CONTENT WARNING: This article discusses sexual misconduct.
Things aren’t looking good for the BBC after The Telegraph revealed that complaints made against Russell Brand in 2008 before he was fired from Radio 2 were apparently never reported to more senior executives. Fkn yikes.
Complaints about Brand’s conduct during his time as presenter on 6Music and Radio 2 (between the years 2006 and 2008) are the subject of renewed scrutiny following the sexual assault allegations against the disgraced comedian from that time period.
Brand was fired from his job on Radio 2 after he and fellow presenter Jonathan Ross left lewd messages on actor Andrew Sach‘s answering machine which were apparently about Brand having a sexual relationship with Sach’s granddaughter.
Now, BBC’s Director of Editorial Complaints and Reviews Peter Johnson has launched an internal review into Brand’s behaviour while he was with the company.
However, insiders told The Telegraph that there’s no paper trail to show the complaints made against Brand — which the sources say weren’t of a sexual nature, BTW — went beyond the network’s senior management.
According to The Telegraph‘s sources, the review is yet to find any proof that executives of Radio 2 were ever informed of any wrongdoing by Brand at all.

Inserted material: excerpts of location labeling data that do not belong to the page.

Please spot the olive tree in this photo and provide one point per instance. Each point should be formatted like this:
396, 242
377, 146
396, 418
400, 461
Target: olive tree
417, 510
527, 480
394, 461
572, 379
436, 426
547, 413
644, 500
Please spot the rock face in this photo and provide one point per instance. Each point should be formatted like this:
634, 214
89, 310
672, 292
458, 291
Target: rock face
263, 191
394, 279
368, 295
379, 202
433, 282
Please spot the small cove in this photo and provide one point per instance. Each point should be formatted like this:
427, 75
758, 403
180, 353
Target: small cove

At the time, the controller of Radio 2 was a woman named Lesley Douglas, who resigned in October 2008 following the Sachs scandal.

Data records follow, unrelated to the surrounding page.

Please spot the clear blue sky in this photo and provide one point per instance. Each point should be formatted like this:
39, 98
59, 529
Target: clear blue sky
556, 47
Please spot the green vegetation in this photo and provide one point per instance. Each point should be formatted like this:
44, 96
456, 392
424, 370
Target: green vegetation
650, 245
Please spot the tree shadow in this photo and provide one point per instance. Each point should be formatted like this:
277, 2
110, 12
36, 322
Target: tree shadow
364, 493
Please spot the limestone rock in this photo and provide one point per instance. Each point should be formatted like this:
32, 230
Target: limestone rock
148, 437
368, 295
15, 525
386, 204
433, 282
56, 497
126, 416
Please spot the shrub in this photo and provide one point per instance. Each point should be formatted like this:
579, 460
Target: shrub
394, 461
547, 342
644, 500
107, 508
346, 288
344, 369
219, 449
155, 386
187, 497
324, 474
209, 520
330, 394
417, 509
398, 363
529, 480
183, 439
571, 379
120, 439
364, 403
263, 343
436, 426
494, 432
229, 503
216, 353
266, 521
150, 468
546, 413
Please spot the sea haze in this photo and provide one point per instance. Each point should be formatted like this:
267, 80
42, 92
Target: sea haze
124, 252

One complaint made to Douglas in 2007 reportedly included an account of Brand’s behavior which was described as an “alarming display of aggression and disrespect”. This included claims Brand allegedly flew into a fit of rage where he threw objects around a studio. Another complaint claimed Brand urinated in front of staff and a guest who was allegedly a minor.
BBC also reported that in 2008, Brand allegedly exposed himself to a female member of staff and then laughed about it. He allegedly followed her into a bathroom and exposed his penis to her, which he then joked about on air.
Douglas’ lawyers released a statement earlier this month which said she “did not at any time encourage, enable and/or fail herself to take any adequate steps within her power with regard to the conduct of Russell Brand of which she was aware”.
The BBC has reached out to Douglas in the midst of all the renewed Russell Brand allegations and informed her she no longer has to stick to its confidentiality agreements.
Basically, it wants her to give evidence in the BBC’s review, so it can piece together what she knew.
The Russell Brand reckoning is truly upon us, folks.